Thats a brilliant idea, actually. Would've made more sense, too.
The story was an attempt to reconcile the events of "All Good Things..." (where Picard sees the future, and the
Enterprise-D is clearly in it) with
Generations (where the
Enterprise-D has its final flight).
The tack I took was this: Picard hadn't just
seen the future. There were, in vague glimpses, twenty-five years worth of additional memories in his skull. He'd interacted quite well with people in the future timeline. There were memories there, and he was able to use them.
And it made him cocky.
The story was told in flashback. Picard is on the
Farragut, leaving Veridian III, and he's musing on how things went wrong.

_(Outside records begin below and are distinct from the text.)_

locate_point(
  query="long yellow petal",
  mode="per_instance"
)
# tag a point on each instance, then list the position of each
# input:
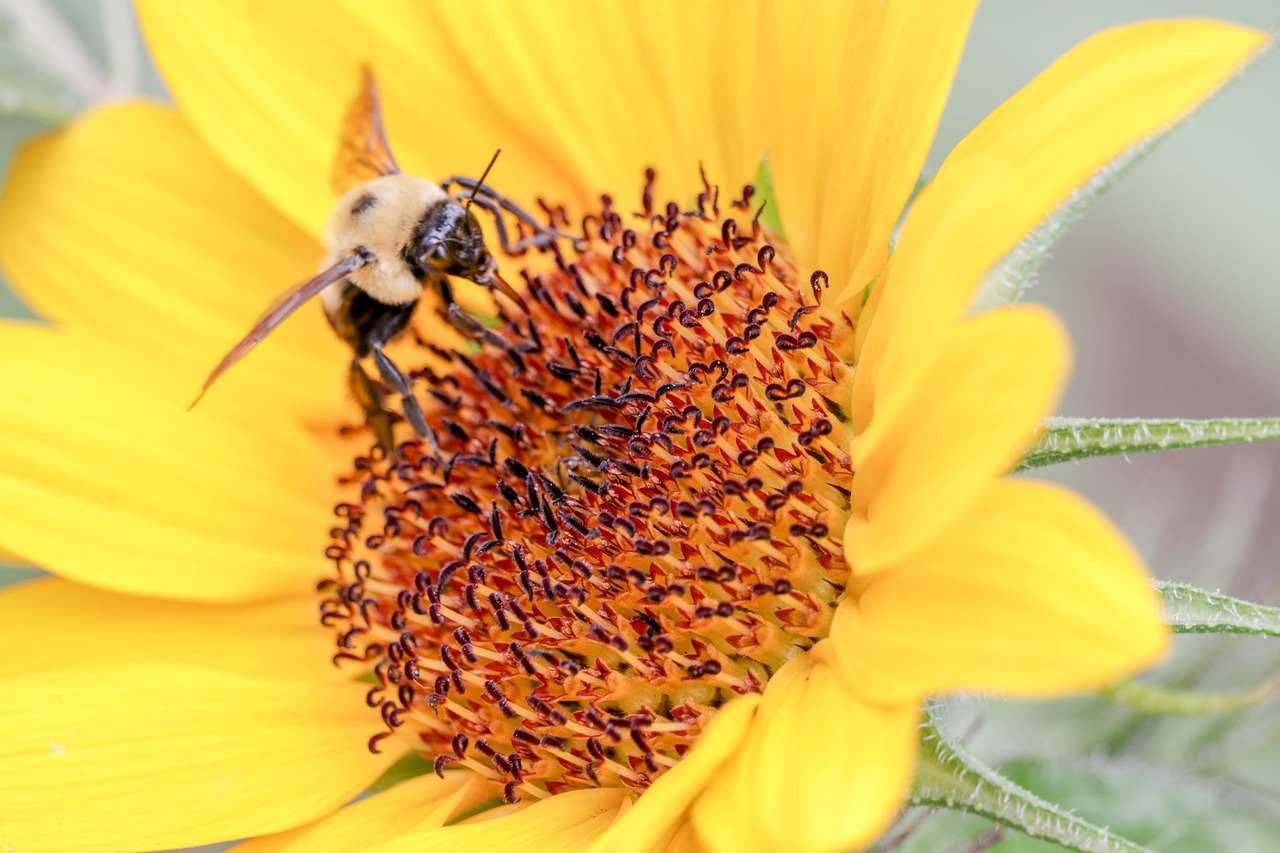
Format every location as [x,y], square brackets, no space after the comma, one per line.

The memories of the confrontation with Soran that Picard had from the "All Good Things..." future were
vastly different. Everything was the same, right up into the Nexus, only instead of travelling back to Veridian III, Picard and Kirk travel back to the
Enterprise-B. And Soran "senses" this from inside the Nexus, and he leaves the Nexus, returns to the -B, and confronts the captains.
Soran tries to commandeer the
Enterprise-B from Engineering. He and Picard break into Engineering along the intermix chamber. They fight in Engineering.
Kirk is killed in Engineering. Basically, Kirk dies saving the
Enterprise. Soran is taken into custody. DTI takes care of Picard.
(And in the film, Riker says something about how Kirk was killed aboard the
Enterprise-B.
This is what he meant. Not the "sucked out into space" bit.)
Picard remembered all this. And he decided that the mistake they made was in going back to the
Enterprise-B. Surely the two captains could overpower Soran on the Veridian mountaintop. So that's where they went, and things went wrong. Kirk died, and the
Enterprise-D was destroyed.
All because Picard didn't want Kirk to die aboard the
Enterprise-B.
It was a story-within-a-story, and while there were good ideas inside (though in typing this up I see a major plot hole, or I'm forgetting an important detail -- how was it that the
Enterprise-D wasn't destroyed in the "original" timeline), the writing wasn't compelling. The story started out slow, because Picard was pensive, and Picard explores his memories by talking with Guinan, and it never really gelled.
I haven't read this story in years. It was called, I think, "Memories of Tomorrow."